De acordo com Soares, não há, no processo que a Comissão Interamericana submeteu ao julgamento da Corte Interamericana de Direitos Humanos, nenhum fato que comprove desrespeito à Convenção dos Direitos Humanos após 10 de dezembro de 1998, quando o Brasil passou a reconhecer a competência da Corte Interamericana para julgar eventuais demandas judiciais relativas aos direitos humanos (após terem sido esgotados todas as instâncias da Justiça brasileira).

“Não há em nenhuma página do processo uma única prova de que [na Fazenda Brasil Verde] ocorreu escravidão, servidão ou trabalho forçado depois de 10 dezembro de 1998, data a partir de quando o Brasil reconhece a jurisdição da Corte”, disse o diretor. Segundo Soares, a maioria dos documentos que os representantes das supostas vítimas apresentaram à Comissão Interamericana foi produzida por agentes públicos. Entre eles, há apenas dois relatórios de fiscalização assinados por auditores do trabalho após 1998. Um é de 2000 e outro de 2002.

“Em nenhum dos dois há qualquer comprovação de que houvesse, naquele momento, escravidão ou trabalho forçado na fazenda, embora houvesse violações trabalhistas”, argumenta Soares. O diretor sustenta que as diversas infrações registradas pelos auditores, como pessoas trabalhando sem qualquer registro ou com contratos vencidos, em condições inadequadas de alimentação, habitação e de trabalho e as várias queixas de não pagamentos de verbas rescisórias poderiam ser interpretadas como servidão se analisadas à luz do Código Penal brasileiro, mas não pela Convenção Americana Sobre Direitos Humanos, segundo ele, menos rigorosa que a legislação brasileira.

“À luz da Convenção Americana Sobre Direitos Humanos, os fatos verificados não configuram trabalho escravo. Pelo nosso Código Penal, muito mais amplo, um juiz talvez concluísse que houve servidão ou trabalho forçado. Mas é preciso compreender que o Brasil não está sendo julgado por violar seu próprio Código Penal. Todo o julgamento está pautado pelo que diz a Convenção Americana”.

Diferenças de interpretação
Enquanto a Convenção Americana fala apenas em trabalho forçado ou obrigatório ao tratar da proibição da escravidão ou servidão, o Artigo 149 do Código Penal detalha que um trabalhador é reduzido à condição análoga a de escravo quando submetido a trabalhos forçados, a jornadas exaustivas, a condições degradantes de trabalho ou quando é impedido de deixar um local com a justificativa de estar devendo para o empregador.

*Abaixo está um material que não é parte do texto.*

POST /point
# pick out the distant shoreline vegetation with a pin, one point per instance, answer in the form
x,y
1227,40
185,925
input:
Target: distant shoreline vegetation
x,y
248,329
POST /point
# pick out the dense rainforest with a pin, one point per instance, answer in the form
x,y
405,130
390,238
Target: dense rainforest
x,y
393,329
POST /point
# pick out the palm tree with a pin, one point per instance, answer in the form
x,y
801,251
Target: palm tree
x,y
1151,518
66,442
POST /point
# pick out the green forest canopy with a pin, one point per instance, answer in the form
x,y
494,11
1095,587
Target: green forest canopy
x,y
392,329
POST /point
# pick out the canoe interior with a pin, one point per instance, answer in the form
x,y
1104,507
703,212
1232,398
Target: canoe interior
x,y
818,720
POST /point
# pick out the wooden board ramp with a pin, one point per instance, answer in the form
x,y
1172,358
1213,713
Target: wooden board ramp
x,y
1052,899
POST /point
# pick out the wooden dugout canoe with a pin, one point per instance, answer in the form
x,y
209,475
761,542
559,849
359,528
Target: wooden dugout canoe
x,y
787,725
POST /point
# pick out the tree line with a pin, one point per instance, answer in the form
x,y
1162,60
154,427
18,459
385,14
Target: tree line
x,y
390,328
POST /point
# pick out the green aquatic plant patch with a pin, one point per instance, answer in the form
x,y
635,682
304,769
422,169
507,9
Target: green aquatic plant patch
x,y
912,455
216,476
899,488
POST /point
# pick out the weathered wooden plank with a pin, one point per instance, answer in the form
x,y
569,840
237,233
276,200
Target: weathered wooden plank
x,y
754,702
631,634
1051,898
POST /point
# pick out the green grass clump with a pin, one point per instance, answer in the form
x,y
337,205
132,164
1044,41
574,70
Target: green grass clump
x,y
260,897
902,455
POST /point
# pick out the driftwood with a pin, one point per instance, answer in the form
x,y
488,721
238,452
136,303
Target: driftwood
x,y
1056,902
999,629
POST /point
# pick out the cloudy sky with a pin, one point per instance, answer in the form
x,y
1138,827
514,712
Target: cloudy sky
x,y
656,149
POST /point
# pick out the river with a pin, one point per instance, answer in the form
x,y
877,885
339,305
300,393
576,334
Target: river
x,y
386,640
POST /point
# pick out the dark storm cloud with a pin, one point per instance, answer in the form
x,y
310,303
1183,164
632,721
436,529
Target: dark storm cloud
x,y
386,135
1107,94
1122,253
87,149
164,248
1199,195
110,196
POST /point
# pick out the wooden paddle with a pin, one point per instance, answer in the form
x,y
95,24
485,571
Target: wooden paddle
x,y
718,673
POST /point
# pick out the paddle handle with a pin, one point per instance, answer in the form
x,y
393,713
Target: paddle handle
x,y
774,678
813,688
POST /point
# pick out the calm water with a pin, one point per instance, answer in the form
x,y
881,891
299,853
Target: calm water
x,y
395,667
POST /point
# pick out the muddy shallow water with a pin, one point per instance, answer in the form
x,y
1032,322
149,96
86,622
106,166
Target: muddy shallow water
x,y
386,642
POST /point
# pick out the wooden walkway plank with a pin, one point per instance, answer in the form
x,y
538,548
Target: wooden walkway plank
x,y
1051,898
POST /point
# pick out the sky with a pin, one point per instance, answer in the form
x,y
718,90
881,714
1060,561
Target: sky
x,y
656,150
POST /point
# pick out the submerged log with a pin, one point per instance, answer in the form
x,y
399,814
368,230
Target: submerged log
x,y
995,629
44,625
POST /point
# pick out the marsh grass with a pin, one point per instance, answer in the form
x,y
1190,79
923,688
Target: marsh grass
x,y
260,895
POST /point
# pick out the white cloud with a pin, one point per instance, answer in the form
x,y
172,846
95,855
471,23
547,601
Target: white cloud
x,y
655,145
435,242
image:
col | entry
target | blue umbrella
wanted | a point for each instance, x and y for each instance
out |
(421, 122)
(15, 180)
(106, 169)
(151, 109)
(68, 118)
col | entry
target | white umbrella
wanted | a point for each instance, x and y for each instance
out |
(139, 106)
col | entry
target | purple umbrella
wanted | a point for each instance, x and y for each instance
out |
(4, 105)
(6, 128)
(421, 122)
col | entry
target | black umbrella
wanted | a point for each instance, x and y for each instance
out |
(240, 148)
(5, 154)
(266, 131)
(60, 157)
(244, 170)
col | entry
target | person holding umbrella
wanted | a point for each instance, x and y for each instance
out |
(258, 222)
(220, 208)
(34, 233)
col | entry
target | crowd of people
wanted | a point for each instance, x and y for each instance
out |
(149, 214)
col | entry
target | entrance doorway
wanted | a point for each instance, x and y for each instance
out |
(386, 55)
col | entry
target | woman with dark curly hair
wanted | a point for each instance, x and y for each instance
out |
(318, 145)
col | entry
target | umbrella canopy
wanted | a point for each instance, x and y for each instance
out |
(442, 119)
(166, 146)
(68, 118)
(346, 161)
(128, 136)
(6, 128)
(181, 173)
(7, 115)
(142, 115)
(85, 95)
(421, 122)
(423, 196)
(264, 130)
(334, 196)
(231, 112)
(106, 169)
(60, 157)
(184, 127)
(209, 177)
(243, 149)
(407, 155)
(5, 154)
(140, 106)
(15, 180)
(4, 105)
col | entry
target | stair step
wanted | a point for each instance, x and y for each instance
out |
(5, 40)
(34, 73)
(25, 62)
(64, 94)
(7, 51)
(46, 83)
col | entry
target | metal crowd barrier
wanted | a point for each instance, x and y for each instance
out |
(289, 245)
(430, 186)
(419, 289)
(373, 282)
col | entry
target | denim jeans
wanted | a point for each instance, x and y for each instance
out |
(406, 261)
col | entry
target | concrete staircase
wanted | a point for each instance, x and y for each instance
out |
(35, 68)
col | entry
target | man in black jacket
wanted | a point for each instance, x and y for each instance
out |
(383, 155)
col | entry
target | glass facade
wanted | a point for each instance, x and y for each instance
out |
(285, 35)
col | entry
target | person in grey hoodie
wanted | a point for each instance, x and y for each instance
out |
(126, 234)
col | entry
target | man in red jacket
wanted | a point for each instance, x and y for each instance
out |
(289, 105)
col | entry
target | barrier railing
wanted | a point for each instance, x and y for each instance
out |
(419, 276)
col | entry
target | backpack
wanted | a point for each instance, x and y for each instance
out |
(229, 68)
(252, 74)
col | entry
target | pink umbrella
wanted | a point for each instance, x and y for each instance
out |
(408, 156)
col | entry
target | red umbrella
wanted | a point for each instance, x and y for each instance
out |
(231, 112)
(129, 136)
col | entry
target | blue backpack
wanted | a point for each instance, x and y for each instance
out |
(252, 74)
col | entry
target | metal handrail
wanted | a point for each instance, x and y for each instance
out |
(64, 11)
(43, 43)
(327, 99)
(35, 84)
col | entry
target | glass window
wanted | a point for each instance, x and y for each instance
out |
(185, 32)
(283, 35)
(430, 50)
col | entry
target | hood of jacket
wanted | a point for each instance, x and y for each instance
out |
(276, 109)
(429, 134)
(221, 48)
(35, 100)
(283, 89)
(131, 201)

“A questão, portanto, é de conceituação do que é escravidão, servidão ou trabalho forçado. Por isso, a expectativa do Estado brasileiro é que a Corte Interamericana exerça um julgamento técnico, imparcial, à luz das provas, dos argumentos apresentados. E se isso acontecer, tudo leva a crer que a sentença que a Corte será muito diferente do relatório emitido pela Comissão Interamericana em 2011”, concluiu o diretor.

No relatório citado por Soares, a Comissão Interamericana apontou que o Estado brasileiro é responsável pela situação de trabalho forçado e servidão por dívidas e pela situação de impunidade verificada no caso envolvendo a Fazenda Brasil. Para a comissão, esses fatos violam a Convenção Americana sobre Direitos Humanos.

A denúncia do caso da Fazenda Brasil foi levada à Comissão Interamericana de Direitos Humanos pela Comissão Pastoral da Terra (CPT) e pelo Centro Pela Justiça e o Direito Internacional (Cejil).